The current protocol between Israel and Egypt, agreed on when Israel withdrew its troops and settlers from Gaza in 2005, assigns Egypt to secure the border with a force of 750 soldiers equipped to combat terrorism and smuggling. Israeli officials say that the accord is outdated, not least because Hamas took control of the enclave in 2007, and Mr. Netanyahu has vowed to restore security along the border. Egypt says that it has taken significant action to secure the area and eliminate the tunnels, and that some smuggling into Gaza occurs from Israel as well.
“There are now three barriers between Sinai and the Palestinian Rafah, with which any smuggling operation is impossible, neither above nor below the ground,” Egypt’s chief spokesman, Diaa Rashwan, said on Tuesday.
Nevertheless, the United States is brokering an agreement between Egypt and Israel to build a more technologically advanced barrier on the Egyptian side of the border, which would be financed by Washington and could be monitored from afar by the United States and Israel.
Should Israel take Rafah and secure the border, the question of who will govern Gaza after the fighting ends remains unanswered. “The key to rendering Gaza safe for Israelis, and for that matter for Gazans, lies in what follows the fighting,” said Lawrence Freedman, emeritus professor of war studies at King’s College, London.

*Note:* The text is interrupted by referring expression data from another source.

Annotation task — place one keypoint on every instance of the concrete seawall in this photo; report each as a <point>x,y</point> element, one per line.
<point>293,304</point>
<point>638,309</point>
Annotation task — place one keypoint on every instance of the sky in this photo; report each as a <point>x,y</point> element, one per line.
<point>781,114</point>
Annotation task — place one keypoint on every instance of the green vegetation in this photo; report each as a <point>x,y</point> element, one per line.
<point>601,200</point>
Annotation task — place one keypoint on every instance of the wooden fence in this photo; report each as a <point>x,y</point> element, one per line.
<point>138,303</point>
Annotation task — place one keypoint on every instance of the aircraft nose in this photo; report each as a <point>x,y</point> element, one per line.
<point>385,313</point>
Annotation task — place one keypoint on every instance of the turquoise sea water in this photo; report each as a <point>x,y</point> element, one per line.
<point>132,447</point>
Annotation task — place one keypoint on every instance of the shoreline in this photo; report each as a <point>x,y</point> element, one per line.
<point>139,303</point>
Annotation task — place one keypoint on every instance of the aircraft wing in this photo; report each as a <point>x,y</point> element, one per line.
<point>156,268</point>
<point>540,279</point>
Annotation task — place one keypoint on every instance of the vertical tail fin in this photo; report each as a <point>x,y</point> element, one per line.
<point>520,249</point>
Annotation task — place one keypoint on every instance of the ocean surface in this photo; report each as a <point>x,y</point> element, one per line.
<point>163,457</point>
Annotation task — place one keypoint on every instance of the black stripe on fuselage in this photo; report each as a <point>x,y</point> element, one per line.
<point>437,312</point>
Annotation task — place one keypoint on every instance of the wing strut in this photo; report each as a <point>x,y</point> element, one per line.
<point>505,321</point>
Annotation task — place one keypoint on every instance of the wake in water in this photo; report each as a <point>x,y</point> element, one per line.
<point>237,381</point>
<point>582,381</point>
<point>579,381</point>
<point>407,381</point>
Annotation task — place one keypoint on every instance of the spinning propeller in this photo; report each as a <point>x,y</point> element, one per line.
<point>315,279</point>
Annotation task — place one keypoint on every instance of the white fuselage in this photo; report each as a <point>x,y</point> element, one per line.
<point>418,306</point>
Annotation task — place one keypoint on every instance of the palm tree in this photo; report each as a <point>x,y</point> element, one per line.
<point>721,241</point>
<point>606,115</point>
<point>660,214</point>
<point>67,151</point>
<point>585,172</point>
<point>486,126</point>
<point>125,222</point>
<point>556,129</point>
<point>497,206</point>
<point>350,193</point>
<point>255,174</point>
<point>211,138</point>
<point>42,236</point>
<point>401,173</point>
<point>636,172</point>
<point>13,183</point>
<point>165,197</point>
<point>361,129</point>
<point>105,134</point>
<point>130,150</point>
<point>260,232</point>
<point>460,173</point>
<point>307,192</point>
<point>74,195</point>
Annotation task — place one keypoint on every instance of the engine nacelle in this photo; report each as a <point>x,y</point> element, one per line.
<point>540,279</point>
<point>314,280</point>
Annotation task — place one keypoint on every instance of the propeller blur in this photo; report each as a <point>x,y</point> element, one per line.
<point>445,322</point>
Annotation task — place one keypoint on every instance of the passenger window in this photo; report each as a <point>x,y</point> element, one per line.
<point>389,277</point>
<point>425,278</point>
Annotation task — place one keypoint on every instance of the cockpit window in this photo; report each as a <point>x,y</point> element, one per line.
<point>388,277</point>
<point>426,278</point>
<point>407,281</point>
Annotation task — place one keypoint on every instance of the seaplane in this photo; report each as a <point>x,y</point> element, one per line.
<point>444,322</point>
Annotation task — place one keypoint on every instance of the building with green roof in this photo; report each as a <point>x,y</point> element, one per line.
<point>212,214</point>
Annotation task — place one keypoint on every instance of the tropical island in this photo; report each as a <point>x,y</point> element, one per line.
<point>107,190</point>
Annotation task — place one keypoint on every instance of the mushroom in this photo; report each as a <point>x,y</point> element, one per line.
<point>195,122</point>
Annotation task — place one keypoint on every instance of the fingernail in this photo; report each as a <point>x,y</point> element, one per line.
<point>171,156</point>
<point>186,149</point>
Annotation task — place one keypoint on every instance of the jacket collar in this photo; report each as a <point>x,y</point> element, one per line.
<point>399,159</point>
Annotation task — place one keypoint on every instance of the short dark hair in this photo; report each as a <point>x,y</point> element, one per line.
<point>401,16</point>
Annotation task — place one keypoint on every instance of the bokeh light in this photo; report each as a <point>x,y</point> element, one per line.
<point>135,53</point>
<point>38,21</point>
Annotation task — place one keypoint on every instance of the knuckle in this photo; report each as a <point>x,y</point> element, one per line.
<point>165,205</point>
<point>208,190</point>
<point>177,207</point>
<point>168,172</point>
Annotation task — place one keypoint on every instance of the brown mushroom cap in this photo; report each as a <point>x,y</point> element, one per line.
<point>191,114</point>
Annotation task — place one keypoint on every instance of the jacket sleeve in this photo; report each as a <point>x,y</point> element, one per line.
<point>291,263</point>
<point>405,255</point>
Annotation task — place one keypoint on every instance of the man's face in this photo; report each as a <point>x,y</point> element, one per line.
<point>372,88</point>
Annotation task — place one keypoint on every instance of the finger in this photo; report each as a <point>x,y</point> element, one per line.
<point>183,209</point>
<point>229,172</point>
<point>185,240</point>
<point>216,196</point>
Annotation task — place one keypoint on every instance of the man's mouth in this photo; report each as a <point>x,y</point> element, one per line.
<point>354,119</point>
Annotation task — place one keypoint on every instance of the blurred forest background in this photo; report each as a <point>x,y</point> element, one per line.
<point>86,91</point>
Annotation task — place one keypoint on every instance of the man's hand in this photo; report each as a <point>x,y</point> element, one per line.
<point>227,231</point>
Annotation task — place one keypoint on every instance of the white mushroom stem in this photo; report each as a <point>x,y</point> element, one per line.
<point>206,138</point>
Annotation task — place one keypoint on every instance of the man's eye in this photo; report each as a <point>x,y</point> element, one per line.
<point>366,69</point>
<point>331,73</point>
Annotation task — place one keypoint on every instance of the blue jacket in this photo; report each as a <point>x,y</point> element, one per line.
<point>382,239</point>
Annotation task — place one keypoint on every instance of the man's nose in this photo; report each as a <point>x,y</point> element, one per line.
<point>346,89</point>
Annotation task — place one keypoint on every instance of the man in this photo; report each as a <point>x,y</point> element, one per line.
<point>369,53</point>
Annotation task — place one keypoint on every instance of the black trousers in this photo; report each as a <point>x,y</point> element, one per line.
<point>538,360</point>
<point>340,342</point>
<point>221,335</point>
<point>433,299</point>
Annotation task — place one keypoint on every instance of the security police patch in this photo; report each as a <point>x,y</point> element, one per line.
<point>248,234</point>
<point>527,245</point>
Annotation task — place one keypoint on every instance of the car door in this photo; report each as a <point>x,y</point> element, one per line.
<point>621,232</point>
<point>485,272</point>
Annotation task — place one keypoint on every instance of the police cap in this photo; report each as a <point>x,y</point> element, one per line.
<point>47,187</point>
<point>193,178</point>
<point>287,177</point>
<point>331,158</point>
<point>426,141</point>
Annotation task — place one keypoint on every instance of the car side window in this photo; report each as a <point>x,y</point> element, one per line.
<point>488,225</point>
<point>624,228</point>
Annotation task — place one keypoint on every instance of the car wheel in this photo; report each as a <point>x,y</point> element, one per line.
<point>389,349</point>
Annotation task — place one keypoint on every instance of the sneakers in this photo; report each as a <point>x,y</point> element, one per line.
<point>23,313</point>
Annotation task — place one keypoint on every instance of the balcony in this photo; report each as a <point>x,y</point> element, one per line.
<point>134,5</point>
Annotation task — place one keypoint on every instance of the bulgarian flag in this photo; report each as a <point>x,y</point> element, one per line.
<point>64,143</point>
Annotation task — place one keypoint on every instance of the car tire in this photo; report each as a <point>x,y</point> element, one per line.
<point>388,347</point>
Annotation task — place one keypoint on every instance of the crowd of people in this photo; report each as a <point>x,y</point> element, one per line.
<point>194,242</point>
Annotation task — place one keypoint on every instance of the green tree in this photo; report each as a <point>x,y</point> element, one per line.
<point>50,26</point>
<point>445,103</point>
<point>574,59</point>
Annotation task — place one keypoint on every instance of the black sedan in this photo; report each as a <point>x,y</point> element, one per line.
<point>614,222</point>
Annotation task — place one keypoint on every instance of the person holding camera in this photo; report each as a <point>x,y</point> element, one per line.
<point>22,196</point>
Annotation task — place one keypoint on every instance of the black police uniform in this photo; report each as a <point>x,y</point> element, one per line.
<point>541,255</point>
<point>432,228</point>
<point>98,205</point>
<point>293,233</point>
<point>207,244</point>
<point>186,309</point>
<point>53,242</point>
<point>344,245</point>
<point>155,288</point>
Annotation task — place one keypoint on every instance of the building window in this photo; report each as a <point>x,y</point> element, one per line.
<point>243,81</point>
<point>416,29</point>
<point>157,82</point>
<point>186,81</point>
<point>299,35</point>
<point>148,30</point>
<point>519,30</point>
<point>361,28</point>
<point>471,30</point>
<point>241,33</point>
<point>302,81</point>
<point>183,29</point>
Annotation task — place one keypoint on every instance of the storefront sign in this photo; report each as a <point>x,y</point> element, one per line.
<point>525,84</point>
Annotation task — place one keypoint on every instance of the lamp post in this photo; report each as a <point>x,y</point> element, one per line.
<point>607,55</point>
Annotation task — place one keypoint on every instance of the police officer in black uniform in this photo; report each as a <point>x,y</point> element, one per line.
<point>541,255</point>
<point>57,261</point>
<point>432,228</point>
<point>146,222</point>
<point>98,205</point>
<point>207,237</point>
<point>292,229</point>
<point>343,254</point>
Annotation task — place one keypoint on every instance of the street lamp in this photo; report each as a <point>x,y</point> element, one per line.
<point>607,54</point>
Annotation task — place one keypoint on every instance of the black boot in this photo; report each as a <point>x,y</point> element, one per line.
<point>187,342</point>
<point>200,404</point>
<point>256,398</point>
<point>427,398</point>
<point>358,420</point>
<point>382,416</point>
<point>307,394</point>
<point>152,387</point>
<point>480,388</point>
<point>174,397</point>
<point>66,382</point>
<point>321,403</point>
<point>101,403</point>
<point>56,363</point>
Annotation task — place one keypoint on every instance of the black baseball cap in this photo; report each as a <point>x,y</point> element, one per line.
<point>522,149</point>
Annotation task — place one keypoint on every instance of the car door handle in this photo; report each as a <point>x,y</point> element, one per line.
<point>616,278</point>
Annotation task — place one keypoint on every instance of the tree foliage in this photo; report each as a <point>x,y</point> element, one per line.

“From the start the lack of a credible political dimension to Israel’s strategy has been its most evident flaw,” Mr. Freedman wrote in an email. Israel, he added, has failed to appreciate the impact of heavy civilian casualties on its reputation and has also failed to produce a plan for Gaza’s government and its reconstruction, “essential if Hamas is not to return to its former position.”